Jack Heart: Thanks for your comment. The irony here, I think, is that we made Barack Obama, then began to treat him like an imaginary friend. He is nothing but a man. Not a bad man, but not one who reflects fully what we projected upon him, either. His election was, for me, a statement of what we might be able to do, not anything we had magically won. He represents us and we him. Like the relatively ineffective mayor in Steinbeck's "The Moon is Down," I think leaders must "spring up like mushrooms," even if the nominal leader is removed. It is, indeed, time for men and women to understand that this country was not built on good manners but on right action.

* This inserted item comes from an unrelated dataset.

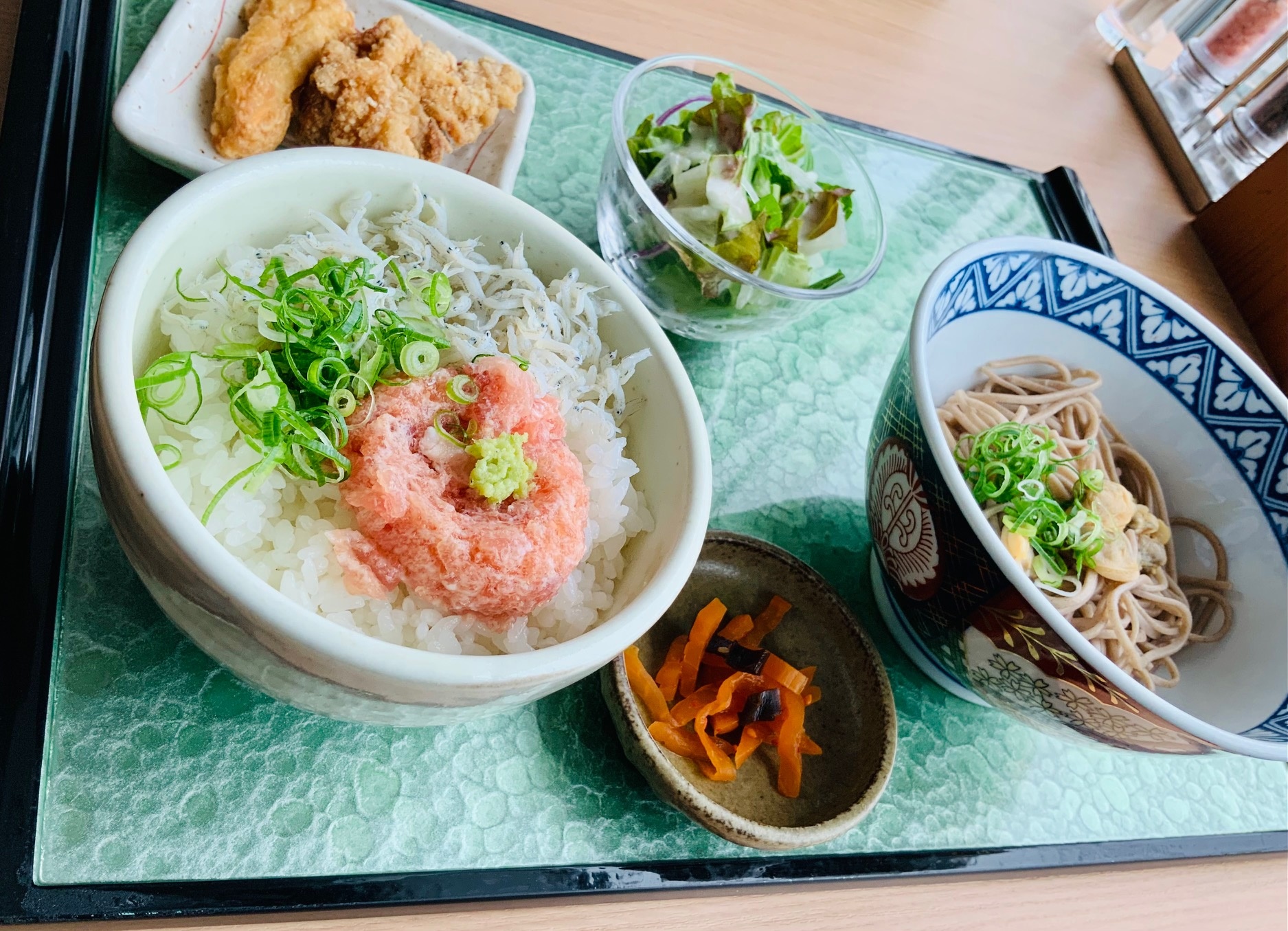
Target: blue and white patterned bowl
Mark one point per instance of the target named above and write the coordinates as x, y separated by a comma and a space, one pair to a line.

We can throw the fake John Wayne bullshit back in their faces with real heroes in a real world and send them screaming for the exits, but only once we've gotten past our own delusions about inaction being praiseworthy. That Obama fell for our conceit is as much an indictment of our own delusionality as it is of his perceived failure to lead. We should have been on his back from the moment he crossed that White House threshold but instead we believed he was the answer to all our problems instead of reflecting on how it was we who put him there. That was us going in that door -- or not.
I totally agree with "Governing ourselves is not just about complaining: it is about standing up," although I think Ghandi led a lot of powerful standing up himself. Your post is invigorating and refreshing. Here's to "NO!"

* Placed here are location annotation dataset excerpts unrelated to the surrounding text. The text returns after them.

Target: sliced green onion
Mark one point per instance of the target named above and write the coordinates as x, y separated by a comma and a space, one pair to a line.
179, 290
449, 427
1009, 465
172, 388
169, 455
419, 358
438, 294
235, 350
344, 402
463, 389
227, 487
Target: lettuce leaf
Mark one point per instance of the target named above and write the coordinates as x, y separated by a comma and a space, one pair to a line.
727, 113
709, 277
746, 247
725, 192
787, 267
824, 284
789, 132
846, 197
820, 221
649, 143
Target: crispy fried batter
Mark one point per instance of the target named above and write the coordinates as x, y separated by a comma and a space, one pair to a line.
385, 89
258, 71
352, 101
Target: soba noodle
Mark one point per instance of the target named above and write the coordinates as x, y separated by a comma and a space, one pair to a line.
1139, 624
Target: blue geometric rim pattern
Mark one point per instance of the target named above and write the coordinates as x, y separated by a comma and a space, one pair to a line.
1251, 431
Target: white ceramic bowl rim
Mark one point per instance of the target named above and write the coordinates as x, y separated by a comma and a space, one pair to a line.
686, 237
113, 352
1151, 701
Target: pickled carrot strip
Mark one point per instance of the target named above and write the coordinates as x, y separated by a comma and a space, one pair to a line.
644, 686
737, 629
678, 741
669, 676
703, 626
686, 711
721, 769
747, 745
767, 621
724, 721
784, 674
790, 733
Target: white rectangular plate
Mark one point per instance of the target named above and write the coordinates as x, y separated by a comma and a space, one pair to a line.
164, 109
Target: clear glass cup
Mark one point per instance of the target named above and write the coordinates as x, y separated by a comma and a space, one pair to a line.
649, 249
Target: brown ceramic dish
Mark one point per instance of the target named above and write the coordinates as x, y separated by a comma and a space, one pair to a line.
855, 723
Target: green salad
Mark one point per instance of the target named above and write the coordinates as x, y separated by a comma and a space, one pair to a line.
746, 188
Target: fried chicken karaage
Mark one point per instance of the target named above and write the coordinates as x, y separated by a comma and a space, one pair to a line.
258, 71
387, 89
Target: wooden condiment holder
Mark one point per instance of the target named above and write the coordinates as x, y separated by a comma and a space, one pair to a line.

Maria: Thank you. And I am a huge fan of Ghandi and admire tremendously what he enabled and fueled. It's just not the same set of circumstances here, so that approach isn't going to work (thinks me). Non-violence is an ideal, but as a pragmatist I am always ready to defend in the appropriate way. I'd start with aikido, but sometimes a situation calls for linear blows,whether they are verbal or otherwise. It all starts with No.

Thanks again!
"Yes!" - to appropriate action that gets the job done.
I just went through the entire "sign up for an account" process for the SOLE purpose of this: YES! Yes, yes, yes, a thousand times yes. I just spent a couple of hours talking to my husband about this - as liberals, we spend our lives trying NOT to be confrontational, to respect the other person's lifestyle choices, to be pacifists, to live and let live - until we come to a point in time like this when we can't anymore or we're going to lose the opportunity to choose how we want to live at all. I don't remember being so moved by a blog post in a long time.
mattys_mama: First, thank you for going to all that trouble in order to comment here. I truly do appreciate it. Second, it fills my heart with hope to hear comments like yours, and to know people are having the conversation you had with your husband. I am reminded of the people of Norway during the occupation, and how long they waited for the problem to resolve on its own, then finally realized there comes a time when they had to stand up and do something. It may seem counter to what we believe, but it's not, really. It's how we came to be here.

Thanks so very much for your comment!